LGNSW president Keith Rhoades says the government never properly explained the submission process for councils.
LGNSW president Keith Rhoades says the government never properly explained the submission process for councils. Coffs Coast Advocate

Councils ready to take legal action over forced mergers

IT HAS been criticised as vague and poorly explained, but Premier Mike Baird says the "scale and capacity" measure used to doom so many NSW councils is vital to their future.

The criteria were Kyogle and Bellingen shire councils' downfall in the IPART review of all local governments in the state.

Other North Coast councils such as Clarence Valley, Kempsey and Tweed failed the test for being financially unsustainable - although Tweed claims its poor rating was the result of outdated figures that would be fixed before the month's end.

Local governments are already flagging plans to launch legal action against the government over the review.

North Sydney Council resolved last month to fight any move to force it into a merger.
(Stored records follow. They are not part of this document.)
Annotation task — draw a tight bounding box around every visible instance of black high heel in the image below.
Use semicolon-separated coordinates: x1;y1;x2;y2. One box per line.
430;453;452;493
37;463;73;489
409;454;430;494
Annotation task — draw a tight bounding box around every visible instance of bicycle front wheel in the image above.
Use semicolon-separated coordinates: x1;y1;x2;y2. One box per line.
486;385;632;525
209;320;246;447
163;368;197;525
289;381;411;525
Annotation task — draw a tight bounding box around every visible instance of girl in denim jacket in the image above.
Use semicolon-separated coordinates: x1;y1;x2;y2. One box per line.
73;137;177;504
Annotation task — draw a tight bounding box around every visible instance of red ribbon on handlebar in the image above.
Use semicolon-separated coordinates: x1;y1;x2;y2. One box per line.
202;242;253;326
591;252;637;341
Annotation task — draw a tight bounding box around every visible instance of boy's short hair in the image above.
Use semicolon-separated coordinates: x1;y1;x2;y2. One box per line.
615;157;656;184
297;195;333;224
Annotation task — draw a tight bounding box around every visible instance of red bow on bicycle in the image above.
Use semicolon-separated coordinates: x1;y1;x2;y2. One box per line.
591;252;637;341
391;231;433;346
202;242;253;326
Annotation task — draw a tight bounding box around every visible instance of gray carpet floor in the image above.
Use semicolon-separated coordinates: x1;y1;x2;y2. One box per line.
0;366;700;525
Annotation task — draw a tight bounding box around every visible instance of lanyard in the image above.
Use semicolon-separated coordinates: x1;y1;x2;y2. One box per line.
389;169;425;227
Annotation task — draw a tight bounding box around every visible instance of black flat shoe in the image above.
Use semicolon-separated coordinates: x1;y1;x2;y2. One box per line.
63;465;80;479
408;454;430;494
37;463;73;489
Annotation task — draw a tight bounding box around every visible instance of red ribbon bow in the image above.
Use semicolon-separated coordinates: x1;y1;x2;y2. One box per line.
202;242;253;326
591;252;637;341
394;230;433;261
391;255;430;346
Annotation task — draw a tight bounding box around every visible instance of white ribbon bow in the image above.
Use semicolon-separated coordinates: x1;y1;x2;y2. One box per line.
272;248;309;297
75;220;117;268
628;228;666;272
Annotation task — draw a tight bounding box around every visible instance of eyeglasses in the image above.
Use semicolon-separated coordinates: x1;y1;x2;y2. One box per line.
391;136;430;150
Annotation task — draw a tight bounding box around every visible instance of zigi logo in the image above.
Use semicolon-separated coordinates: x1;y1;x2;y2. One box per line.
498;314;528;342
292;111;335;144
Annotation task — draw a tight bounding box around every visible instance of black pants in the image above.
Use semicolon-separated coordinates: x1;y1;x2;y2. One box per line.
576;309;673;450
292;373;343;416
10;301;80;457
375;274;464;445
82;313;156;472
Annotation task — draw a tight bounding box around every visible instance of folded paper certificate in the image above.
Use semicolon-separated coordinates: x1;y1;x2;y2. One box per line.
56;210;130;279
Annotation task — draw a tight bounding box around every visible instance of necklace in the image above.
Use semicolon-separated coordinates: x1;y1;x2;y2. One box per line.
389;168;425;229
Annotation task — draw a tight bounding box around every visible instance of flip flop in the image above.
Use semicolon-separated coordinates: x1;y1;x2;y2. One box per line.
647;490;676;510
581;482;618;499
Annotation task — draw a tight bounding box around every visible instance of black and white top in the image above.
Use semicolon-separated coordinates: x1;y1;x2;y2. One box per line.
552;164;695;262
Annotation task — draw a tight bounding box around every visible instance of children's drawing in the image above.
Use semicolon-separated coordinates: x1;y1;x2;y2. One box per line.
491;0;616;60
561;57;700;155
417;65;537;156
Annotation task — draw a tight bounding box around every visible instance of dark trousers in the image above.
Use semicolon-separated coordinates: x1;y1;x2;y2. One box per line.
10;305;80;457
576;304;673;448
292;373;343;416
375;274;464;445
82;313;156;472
It has since been found unfit to go it alone.

Now Narrandera's mayor has called on councils in the surrounding Riverina region to join forces to take the government to court if amalgamations are forced.

A quick look at the IPART website shows it was not a one size fits all solution, but rather pitted each council's population, budget and area in the context of what services could be more efficiently shared with neighbours.

The councils were each told the preferred option before submitting their applications.

But LGNSW president Keith Rhoades said the government never properly explained how each option was chosen.

"Councils were completely in the dark before making their submissions," he said.

Mr Baird stuck to the "bigger is better" mantra when facing a barrage of questions surrounding the proposed mergers in parliament.

"It is important to understand that a massive opportunity is being lost by communities if councils remain small," he said.

"Greater scale and capacity mean more opportunities through the removal of duplication, a critical issue, which in the long term frees up savings that can be put back into the community through better services, more infrastructure, lower rates or a combination of all three.

"Shared services were looked at but the problem was the benefits are small compared to the much greater benefits available if the merger option is pursued."

Mr Baird said parks, senior citizen centres and libraries would not suffer under the super councils.

"Under our proposals potentially there will be more of them and that is what we are standing up for," he said.

Councils have until November 18 to respond to IPART's report and to volunteer for mergers.